“Ah,” she cried. “What makes you think that? But it is impossible.”
“No,” I continued, “it is not impossible. It is true. He gave me to understand that himself.”
I felt her watching me closely.
“You mean?” she breathed.
“I mean that I must now take measures to live my own life. It is impossible for me to live in his house any longer.”
It was then that she made one of her quick, characteristic mental turns.
“Yes,” she said. “It’s a monstrous house. I don’t wonder you detest it.”
I almost smiled, but I was determined to get to the point. “Dear Belle-Mère,” I insisted, “that is neither here nor there. What I mean is that I must be legally free from Philibert.” I hesitated, I saw her face whiten, but I pressed the point. “It is best for me to tell you that I have decided to divorce your son.”
I don’t know what effect I had expected and feared to produce. It may be that I thought she would break down or faint dead away, or something of that kind. She had seemed so frail that I had been really afraid of the effect of my words. But nothing of this sort happened. The blow I had dealt seemed to spend its force in the air. It glanced off and went shivering into the rich, cold atmosphere of the room.
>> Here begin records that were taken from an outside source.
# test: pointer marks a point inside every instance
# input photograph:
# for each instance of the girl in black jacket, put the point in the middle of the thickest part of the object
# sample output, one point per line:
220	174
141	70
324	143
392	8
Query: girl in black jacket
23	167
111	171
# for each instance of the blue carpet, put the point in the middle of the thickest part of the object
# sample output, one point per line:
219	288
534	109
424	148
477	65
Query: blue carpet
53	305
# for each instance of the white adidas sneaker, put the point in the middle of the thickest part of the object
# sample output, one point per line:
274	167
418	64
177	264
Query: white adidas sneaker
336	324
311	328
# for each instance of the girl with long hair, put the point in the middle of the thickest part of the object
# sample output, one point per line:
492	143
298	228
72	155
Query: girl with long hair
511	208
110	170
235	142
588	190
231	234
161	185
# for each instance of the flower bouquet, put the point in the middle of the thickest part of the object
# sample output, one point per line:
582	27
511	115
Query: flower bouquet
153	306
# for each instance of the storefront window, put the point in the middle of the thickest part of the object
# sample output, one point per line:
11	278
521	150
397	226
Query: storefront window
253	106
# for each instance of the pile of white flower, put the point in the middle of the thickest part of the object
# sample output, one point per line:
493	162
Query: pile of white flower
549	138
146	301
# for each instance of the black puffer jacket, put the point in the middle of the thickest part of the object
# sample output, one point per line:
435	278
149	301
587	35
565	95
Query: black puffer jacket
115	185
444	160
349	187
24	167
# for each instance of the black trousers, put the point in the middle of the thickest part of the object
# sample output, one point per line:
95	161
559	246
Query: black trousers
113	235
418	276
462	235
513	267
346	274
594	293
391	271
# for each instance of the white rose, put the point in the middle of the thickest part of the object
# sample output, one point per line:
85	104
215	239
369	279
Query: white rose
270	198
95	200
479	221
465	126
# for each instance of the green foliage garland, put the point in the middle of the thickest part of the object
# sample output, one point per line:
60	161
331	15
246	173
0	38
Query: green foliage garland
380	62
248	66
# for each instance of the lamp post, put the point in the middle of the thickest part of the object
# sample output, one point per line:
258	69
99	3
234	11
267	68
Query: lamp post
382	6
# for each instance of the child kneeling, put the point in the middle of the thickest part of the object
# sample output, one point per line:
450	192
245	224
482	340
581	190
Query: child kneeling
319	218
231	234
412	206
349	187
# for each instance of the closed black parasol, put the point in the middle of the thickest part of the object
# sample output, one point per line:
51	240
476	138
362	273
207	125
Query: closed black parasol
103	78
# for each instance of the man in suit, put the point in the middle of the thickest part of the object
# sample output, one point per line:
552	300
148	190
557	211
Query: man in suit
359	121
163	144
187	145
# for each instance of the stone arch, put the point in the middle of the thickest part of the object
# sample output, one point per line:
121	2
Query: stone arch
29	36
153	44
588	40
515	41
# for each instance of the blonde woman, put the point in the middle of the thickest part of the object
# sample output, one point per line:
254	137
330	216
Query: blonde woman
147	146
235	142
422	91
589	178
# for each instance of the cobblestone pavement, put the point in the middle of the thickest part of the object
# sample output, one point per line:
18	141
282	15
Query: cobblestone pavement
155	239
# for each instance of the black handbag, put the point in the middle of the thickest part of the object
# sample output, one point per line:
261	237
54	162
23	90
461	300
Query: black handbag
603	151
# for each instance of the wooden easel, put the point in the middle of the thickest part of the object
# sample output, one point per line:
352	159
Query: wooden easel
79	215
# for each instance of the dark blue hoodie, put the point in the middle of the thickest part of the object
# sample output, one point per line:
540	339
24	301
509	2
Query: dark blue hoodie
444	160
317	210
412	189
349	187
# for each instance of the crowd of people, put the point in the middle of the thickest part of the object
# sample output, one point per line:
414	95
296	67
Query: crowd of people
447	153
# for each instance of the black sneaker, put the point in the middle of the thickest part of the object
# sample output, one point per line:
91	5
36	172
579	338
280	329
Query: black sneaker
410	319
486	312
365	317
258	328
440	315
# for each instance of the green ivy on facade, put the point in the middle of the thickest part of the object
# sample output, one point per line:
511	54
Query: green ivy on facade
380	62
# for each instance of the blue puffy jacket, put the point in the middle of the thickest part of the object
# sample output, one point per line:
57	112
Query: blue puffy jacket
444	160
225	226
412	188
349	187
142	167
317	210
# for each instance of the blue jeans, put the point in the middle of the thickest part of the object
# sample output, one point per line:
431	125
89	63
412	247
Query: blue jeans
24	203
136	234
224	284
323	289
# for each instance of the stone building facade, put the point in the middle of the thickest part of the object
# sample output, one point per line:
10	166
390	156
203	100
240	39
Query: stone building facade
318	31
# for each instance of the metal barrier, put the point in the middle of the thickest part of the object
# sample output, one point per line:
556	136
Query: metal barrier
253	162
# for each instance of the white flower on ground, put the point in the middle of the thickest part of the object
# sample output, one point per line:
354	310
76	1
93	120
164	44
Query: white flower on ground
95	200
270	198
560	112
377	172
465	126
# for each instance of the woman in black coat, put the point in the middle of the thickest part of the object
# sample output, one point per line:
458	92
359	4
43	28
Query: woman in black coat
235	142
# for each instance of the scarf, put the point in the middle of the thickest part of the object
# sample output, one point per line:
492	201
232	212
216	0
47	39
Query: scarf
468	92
“My dear,” she said, enunciating her words very precisely, “on ne divorce pas dans notre monde.” And she looked away from me, coolly taking in the room with its priceless objects as if summoning them to witness to the truth of her statement. She was right to look round that room. It was her room, not mine. It understood her, not me. She had called it a moment before a detestable house, but that made no difference. Its magnificence was to be made use of all the same. We were in the room that Philibert always referred to when he took people over the house as “le salon de Madame de Joigny,” or “le boudoir de ma femme.” It was the nicest room in the house. You remember it well, with its pearly grey boiseries fine as lace, its Frangonard panels, its green lacquer furniture, the three windows on the garden where a stone fountain lifted its fine sculptured figures from the lawn. The light in the room was silvery green and translucent as the light seen beneath the surface of clear water, and in that dim radiance the fine precious objects floated above the polished floor as if even the laws of gravitation had been circumvented in the fine enclosed space. The boiseries had been in the Trianon—you remember Philibert had procured them after much bargaining. They had been designed and executed for Madame de Montespan. Their perfect beauty constituted a document, a testimony to the marvellous taste and finished craftsmanship of an epoch. France, in all its delicate dignity, existed in that room. It is no wonder that your mother looked about her for moral support. The rest of the immense house might have belied her, here she could place her faith without hesitation. I opposed to it the profession of my own faith.